Published: 22-04-2016 12:38 | Updated: 28-04-2016 09:01

Innovators more concerned about creating value than making money

Sophia Savage

KI’s support system must be better at helping innovations intended to generate patient value rather than profit. So says Sophia Savage, who is working on a pack of cards to make people talk more about what is important for them at the end of their lives.

“Being free from pain”, “Not losing my sense of humour,” “That my family’s prepared for my death”. The “DöBra” (literally: dead good/die well) pack of cards contains many such statements designed to get people talking about what matters to them as they reach the end of their lives. The cards have been developed in the USA and were introduced to Sweden by Carol Tishelman, professor of innovative care at the Department of Learning, Informatics, Management and Ethics, and by Olav Lindqvist, researcher and project coordinator at the same department. They have adapted the cards to Swedish circumstances for their research, and tested them with the help of patient and pensioner associations.
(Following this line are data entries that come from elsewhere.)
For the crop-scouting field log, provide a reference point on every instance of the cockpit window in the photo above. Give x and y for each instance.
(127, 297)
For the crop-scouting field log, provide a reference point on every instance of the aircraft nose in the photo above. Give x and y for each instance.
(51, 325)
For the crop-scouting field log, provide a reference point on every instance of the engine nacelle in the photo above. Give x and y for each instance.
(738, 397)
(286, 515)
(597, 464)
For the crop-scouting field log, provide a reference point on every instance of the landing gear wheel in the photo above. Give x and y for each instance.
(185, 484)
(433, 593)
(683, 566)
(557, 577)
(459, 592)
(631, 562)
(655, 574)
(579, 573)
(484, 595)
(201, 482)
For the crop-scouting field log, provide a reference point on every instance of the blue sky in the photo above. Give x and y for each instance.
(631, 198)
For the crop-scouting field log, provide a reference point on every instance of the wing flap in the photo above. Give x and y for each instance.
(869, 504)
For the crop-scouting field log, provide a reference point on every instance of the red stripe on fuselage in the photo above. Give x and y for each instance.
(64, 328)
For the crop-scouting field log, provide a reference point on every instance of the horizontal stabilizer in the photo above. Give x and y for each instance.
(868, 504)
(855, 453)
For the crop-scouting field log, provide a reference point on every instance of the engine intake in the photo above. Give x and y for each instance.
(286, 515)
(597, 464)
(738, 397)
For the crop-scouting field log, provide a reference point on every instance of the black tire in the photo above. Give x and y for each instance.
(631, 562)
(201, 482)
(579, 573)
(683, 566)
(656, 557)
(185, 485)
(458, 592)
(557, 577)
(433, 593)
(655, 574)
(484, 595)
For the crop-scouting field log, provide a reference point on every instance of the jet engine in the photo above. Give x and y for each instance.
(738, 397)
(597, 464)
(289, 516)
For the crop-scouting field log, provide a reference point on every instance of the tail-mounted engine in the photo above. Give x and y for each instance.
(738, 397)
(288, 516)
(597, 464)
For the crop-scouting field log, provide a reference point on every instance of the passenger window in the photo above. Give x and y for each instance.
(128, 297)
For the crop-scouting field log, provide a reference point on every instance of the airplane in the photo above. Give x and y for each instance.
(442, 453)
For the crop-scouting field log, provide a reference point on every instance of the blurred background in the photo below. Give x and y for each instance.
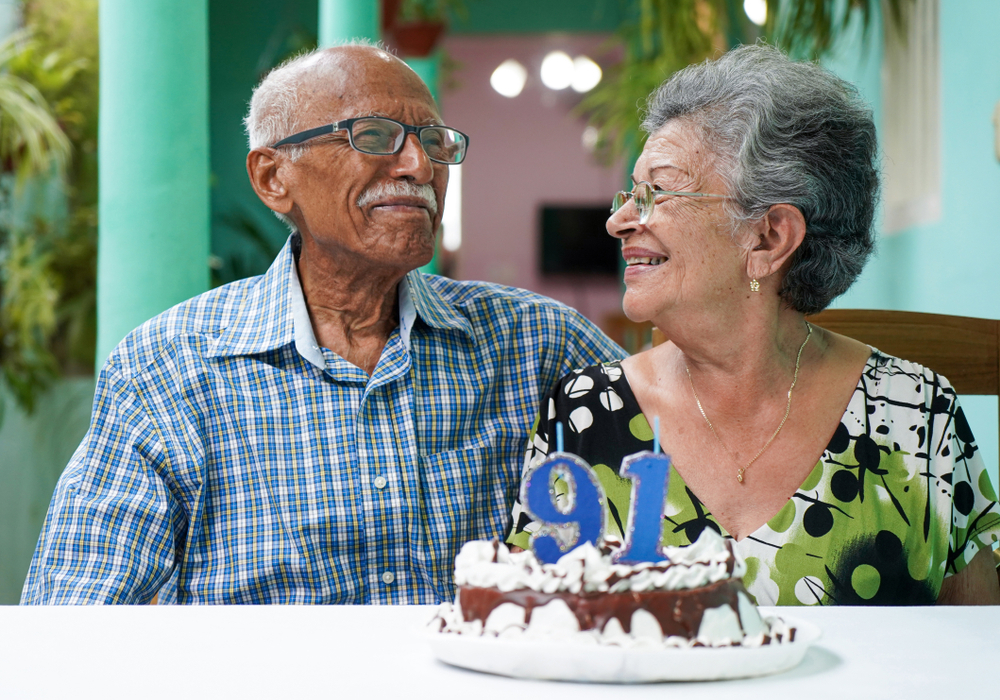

To work with the cards, the researchers at KI needed an agreement with the American non-profit organisation that owns the copyright. Project coordinator Sophia Savage explains:

“We’re not interested in selling the cards for a profit, as we just want to use them for research and maybe distribute them at cost price for research and for encouraging conversations on dying, death and grief. We needed an agreement to have the right to do this, but also to protect the cards in Sweden so that no one copies them and starts selling them.”

For drugs and medical technology, there’s a more well-oiled machinery.

Sophia Savage realised that she needed legal help and so contacted KI’s Innovation Office. She was put in touch with a lawyer at KI, who introduced her to a colleague at Uppsala University specialising in copyright. Now, after a protracted process of drafting and discussion back and forth between the researchers, the lawyer and the US organisation, the agreement has finally been approved.

Sophia Savage is delighted, but says that things could have progressed more smoothly. In her experience, KI’s innovation system is not set up to deal with “social” innovations, which are more concerned about creating value for society or the patients than making money.

“We were welcomed, but there wasn’t the know-how or any proper process in place,” she says. “For drugs and medical technology, there’s a more well-oiled machinery. If you ask me, social innovations must be given more space in discussions on innovation and in KI’s support system, so that researchers know that there are also ways to snap up and develop ideas that focus on, say, improving care processes. This is an important matter, especially for many young people today, and can create substantial and immediate social benefits.”

Text: Sara Nilsson

Translated by: Neil Betteridge

Photo: Gustav Mårtensson

Sophia’s tips for improving KI’s support system:
1) KI’s innovation system should expand its innovation expertise so that it also includes social entrepreneurship.
2) Identify the competence that already exists at the university on starting up or collaborating with non-profit associations. Many researchers and research networks have the necessary knowledge, but it’s hard to see the full picture since it’s neither valued nor pushed.
3) Create meeting spaces – physical and virtual – where people with similar ideas and aims can meet.